17 Feb ITU Global Forum on Emergency Telecommunications
Over 500 participants from 70 countries attended ITU’s 2nd Global Forum on Emergency Telecommunications: Saving Lives (GET 2016, Kuwait City, 26-28 January). The meeting underscored the importance of ICTs in disaster early warning and response through the launch of two important new global initiatives, the ITU Network of Volunteers for Emergency Telecommunications and the Global Emergency Fund for Rapid Response.
The DRM Consortium participated for the first time at such an event attended by the ITU Secretary General, ministers, representatives of organisation like the World Health Organisation (WHO) and companies like Google. Ruxandra Obreja, DRM Chair and Alexander Zink, DRM Vice-Chair gave full presentations on the value of the Emergency Warning Functionality as part of DRM, hence the role of digital radio in the effort of saving lives. It was the first time that digital radio was discussed at such a high level and the interest was palpable.

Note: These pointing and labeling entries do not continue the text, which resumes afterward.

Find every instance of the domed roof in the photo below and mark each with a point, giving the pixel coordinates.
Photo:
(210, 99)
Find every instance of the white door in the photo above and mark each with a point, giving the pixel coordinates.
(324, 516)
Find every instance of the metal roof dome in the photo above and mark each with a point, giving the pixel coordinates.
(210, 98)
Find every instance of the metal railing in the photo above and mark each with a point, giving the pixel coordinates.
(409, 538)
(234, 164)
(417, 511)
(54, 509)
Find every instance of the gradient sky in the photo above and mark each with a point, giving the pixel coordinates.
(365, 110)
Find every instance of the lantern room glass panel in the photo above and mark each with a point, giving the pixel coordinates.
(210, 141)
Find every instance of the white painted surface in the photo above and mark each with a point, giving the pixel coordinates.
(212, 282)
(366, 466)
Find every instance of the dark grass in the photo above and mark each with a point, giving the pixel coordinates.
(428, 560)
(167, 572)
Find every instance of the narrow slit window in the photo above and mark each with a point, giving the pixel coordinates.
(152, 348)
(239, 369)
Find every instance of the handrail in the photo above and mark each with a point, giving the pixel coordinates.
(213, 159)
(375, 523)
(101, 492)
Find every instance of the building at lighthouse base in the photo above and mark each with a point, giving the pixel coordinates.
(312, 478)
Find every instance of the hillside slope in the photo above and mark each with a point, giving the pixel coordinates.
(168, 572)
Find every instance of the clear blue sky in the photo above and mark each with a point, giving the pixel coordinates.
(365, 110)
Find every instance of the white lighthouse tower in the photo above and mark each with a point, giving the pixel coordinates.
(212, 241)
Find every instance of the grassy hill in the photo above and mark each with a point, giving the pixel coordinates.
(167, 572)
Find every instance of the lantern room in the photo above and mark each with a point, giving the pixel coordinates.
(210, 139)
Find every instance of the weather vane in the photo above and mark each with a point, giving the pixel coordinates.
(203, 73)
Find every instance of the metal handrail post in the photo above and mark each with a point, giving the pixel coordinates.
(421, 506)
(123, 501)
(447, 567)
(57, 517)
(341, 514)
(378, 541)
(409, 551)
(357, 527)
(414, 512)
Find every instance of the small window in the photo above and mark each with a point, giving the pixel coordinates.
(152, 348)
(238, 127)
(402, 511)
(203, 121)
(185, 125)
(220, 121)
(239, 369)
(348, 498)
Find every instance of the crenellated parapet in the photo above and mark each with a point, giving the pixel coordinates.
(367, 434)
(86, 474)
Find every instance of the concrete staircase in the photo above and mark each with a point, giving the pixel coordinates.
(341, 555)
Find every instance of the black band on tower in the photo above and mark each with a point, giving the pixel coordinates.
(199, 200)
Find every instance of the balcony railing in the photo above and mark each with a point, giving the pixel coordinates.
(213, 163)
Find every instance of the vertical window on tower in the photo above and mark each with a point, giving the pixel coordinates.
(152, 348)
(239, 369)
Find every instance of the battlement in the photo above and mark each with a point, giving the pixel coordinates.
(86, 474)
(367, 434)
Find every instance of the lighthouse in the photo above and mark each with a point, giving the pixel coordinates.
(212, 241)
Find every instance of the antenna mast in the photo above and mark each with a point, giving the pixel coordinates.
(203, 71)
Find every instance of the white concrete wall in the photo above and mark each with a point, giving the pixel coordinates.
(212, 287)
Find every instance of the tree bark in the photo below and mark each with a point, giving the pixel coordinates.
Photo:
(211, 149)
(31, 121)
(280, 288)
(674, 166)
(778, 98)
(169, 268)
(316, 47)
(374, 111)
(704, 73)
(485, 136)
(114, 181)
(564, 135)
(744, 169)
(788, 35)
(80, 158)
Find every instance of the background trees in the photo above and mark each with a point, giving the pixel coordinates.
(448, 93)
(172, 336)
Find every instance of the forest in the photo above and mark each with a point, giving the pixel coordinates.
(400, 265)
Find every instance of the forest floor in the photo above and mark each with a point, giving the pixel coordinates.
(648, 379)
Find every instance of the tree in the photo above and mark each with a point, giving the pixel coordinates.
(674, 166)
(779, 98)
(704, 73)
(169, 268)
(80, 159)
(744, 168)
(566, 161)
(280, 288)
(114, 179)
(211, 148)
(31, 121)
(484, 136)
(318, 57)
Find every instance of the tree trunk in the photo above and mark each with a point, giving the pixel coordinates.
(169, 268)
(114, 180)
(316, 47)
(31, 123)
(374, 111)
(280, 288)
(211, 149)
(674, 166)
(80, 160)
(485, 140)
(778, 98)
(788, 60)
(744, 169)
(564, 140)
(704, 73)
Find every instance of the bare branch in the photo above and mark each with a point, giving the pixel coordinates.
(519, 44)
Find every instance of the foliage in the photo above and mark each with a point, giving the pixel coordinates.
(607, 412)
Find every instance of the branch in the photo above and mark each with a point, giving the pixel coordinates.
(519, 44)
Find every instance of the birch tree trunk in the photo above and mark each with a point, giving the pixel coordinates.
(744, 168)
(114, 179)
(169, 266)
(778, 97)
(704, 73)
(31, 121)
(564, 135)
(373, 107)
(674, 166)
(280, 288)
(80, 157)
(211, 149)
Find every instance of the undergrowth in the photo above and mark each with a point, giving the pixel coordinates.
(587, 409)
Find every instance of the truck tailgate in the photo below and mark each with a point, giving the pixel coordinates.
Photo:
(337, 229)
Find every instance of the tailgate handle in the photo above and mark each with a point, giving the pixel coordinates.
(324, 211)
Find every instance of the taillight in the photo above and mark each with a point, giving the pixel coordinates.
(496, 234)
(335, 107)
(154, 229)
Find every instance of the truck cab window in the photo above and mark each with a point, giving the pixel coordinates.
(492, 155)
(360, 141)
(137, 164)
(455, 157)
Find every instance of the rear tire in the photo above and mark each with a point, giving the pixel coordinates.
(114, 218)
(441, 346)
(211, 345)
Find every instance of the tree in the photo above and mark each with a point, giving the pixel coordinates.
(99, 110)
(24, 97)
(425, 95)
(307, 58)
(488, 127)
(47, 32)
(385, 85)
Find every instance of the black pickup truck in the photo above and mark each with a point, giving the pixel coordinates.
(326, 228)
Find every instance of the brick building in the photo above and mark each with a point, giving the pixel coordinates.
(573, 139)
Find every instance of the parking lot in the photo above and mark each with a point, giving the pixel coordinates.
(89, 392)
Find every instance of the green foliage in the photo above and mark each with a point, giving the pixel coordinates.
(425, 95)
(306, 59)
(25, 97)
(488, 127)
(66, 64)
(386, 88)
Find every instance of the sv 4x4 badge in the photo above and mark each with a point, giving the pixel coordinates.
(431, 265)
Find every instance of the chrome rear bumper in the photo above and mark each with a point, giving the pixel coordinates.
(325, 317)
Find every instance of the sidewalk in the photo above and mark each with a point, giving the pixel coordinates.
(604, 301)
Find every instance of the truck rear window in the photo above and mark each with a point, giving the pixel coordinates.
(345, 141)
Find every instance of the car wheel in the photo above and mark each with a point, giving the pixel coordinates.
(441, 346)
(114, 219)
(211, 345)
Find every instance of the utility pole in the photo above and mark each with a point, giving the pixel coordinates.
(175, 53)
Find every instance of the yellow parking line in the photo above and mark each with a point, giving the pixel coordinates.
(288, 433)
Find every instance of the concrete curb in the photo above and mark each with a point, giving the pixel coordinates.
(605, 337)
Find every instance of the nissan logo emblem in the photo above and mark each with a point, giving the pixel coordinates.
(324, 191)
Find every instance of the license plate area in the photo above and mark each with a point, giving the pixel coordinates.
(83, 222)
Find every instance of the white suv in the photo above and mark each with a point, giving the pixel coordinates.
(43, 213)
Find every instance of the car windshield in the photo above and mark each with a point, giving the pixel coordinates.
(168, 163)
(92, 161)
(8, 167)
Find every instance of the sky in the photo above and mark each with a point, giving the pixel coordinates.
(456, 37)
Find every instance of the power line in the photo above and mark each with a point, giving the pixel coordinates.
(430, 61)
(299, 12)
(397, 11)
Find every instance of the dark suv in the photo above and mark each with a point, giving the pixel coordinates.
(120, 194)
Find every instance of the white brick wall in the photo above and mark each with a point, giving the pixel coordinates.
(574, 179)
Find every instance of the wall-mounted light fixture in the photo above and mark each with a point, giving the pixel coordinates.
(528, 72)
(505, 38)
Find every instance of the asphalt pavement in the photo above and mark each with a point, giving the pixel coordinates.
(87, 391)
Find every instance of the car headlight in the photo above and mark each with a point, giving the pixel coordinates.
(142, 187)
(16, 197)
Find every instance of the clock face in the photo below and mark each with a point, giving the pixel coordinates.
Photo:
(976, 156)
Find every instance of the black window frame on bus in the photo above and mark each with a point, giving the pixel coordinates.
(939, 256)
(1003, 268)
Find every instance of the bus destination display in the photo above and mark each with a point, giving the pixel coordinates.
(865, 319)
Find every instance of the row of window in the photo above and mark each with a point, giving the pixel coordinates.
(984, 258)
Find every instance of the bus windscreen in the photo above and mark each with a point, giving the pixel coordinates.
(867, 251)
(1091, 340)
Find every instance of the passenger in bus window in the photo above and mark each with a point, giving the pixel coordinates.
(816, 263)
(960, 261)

The forum discussed trends and emerging technological innovations, financing mechanisms, country case studies, challenges in deploying ICTs in disaster zones, climate change issues and the role of the private sector and other non-state stakeholders. It also featured a series of exhibits featuring solutions for the most effective use of ICT in emergencies.
The session on trends and emerging innovations in disaster risk reduction opened by the Chairman Eng Hameed H . Al Qattan of the Kuwaiti Ministry of Communications and moderated by Ruxandra Obreja, DRM Chairman. It looked at a variety of communications and solutions applied in disaster risk reduction and management. The speakers from Japan, Kuwait, Italy, England, China and US delivered a very practical session, richly illustrated with images and videos. We were shown how Ebola victims could be tracked through mobile data and people generally through three word addresses. The audience found out how drones can be used in accidents, how cloud technology can be used for bundling vital information, how effective e-government works, what technologies are available to create smart safe cities and how to deal practically with communities facing the risk factor of digital divide. From the broad picture to the individual potential victim this was a session linking the dots and making the point that averting disasters, coping with them, requires connections (technical and human), collaboration (no more silos) and effective communication. The session was a true example of how this can be practically achieved.
The round table on financing mechanisms was again opened by the Chairman Eng Hameed H. Al Qattan of the Kuwaiti Ministry of Communications and moderated by Ruxandra Obreja, DRM Chairman. It looked at financial models, options to prepare, respond and rebuild in case of disasters. In some ways this was also a tour of some of the world regions most affected by frequent disasters. The Deputy Prime Minister of Tonga mentioned the efforts of his country and of the Pacific islands with an insurance against disasters. Jamaica, Honduras and the Central American countries seem to work in the same way at national and regional level, with a lot of support from international organisations. Ingenious types of insurance, disaster bonds, and robust information networks (like KIN in Kuwait) were examples of preparedness. And then we also got the story of the donors (Japan) but especially in this session the work of the Kuwaiti Disaster Fund active in the last 50 years all over the world. We heard how the Fund invested or lent billions of dollars to infrastructure large initiatives, to technical assistance, project administrations etc. The session demonstrated that so much is being done but so many more ideas and sources are out there, from the grand plans to what individuals themselves can do. An emergency fund, a disaster strategy seem to be not just the job of governments, of “others” but also of each individual in a world where disasters are linked to everyday life, to fighting poverty and ensuring prosperity, itself synonymous with security.